US President Donald Trump said his administration would be willing to launch a second strike on Venezuela if Acting President Delcy Rodriguez failed to co-operate on stopping the drug cartels.
“This isn’t a country that’s on the other side of the world. This isn’t a country that we have to travel 24 hours on an aeroplane. This is Venezuela which is in our area,” he told reporters aboard Air Force One.
“We were prepared to do a second strike if we needed. If they don’t behave, we would do a second strike.”
While Australia imports the bulk of its refined petrol from Asia, from places like Singapore, a tighter global supply of crude oil has historically been felt by consumers.
The last time Australian petrol prices spiked was in February and March 2022 after Russia’s Ukraine invasion, orchestrated by Vladimir Putin, led to sanctions which saw motorists paying more than $2.20 a litre for unleaded petrol.

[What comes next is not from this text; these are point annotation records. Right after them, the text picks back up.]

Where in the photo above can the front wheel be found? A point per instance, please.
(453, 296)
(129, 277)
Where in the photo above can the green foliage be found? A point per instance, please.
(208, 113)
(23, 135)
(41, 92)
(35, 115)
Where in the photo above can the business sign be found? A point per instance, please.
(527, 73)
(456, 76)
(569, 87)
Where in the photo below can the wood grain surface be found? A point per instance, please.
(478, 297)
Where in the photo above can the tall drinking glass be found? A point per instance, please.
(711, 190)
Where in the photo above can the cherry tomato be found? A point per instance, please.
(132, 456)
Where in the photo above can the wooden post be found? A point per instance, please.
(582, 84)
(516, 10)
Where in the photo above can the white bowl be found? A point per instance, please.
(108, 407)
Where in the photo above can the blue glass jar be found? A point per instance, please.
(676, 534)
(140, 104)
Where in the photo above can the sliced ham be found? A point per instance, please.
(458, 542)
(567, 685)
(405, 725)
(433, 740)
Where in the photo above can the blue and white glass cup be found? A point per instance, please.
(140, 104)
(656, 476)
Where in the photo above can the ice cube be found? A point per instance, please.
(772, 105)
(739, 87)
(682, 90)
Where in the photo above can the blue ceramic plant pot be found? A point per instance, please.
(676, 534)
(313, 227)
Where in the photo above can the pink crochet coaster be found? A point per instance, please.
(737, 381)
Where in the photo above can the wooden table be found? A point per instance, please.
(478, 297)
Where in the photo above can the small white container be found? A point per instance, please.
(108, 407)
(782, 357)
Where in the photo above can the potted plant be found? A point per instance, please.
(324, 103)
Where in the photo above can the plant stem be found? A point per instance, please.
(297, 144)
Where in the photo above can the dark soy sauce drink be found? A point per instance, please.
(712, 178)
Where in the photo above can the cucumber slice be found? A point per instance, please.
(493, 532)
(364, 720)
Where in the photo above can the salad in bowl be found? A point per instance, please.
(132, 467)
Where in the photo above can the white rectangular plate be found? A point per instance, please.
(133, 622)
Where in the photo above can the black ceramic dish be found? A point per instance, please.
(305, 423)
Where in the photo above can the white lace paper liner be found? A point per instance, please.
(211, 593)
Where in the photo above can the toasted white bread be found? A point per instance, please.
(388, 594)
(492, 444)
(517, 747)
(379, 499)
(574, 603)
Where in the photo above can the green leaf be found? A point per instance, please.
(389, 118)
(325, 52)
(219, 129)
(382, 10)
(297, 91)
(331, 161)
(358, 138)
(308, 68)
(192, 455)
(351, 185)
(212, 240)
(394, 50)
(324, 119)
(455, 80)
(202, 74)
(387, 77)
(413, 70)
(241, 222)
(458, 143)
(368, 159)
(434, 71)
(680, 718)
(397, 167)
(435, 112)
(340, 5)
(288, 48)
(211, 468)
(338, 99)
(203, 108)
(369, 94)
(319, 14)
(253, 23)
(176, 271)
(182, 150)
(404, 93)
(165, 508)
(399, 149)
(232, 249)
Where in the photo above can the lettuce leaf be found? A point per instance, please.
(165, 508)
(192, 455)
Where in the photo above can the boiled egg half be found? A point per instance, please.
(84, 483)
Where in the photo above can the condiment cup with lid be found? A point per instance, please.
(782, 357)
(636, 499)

That’s a lot more than the $1.80 a litre drivers now pay for unleaded in Australia’s major capital cities, and that’s following several years of high inflation.
The inflation crisis almost four years ago also coincided with petrol prices soaring at the fastest pace since 1990 when Iraq dictator Saddam Hussein ordered the invasion of Kuwait, leading to the first US-led Gulf War.
Before Maduro’s capture, the US Navy was blockading Venezuelan oil tankers from leaving.
The alternative could have been the likes of China, Russia or even Iran controlling Venezuela’s oil reserves which would have constrained the global supply, University of Technology Sydney industry professor and chief economist Tim Harcourt said, which explained why crude oil prices hadn’t soared.
“They might be relieved in some ways,” Professor Harcourt told The Nightly.
“The question is do you have an OPEC-type arrangement between the old Venezuelan regime and China and Iran and Russia or do you have a new regime where there’s probably going to be more ready supply in the long run.
“China or Russia or Iran could have got hold of the oil reserves and that could have caused a spike.”
China is the biggest buyer of oil from Venezuela’s State-owned Petróleos de Venezuela SA or PDVSA.
But under international law, the United States doesn’t have the power to dictate to Venezuela who it can and can’t sell its oil to.
“It’s not American oil, it’s Venezuelan oil and America has absolutely no legal claim over it,” University of Sydney international law lecturer Tamer Morris told the ABC.
“The United States has absolutely no legal claim to control or to seize Venezuela.
“It’s their oil resources: they have every right they wish to do with it and if they decide not to include the United States, that is their legal right.”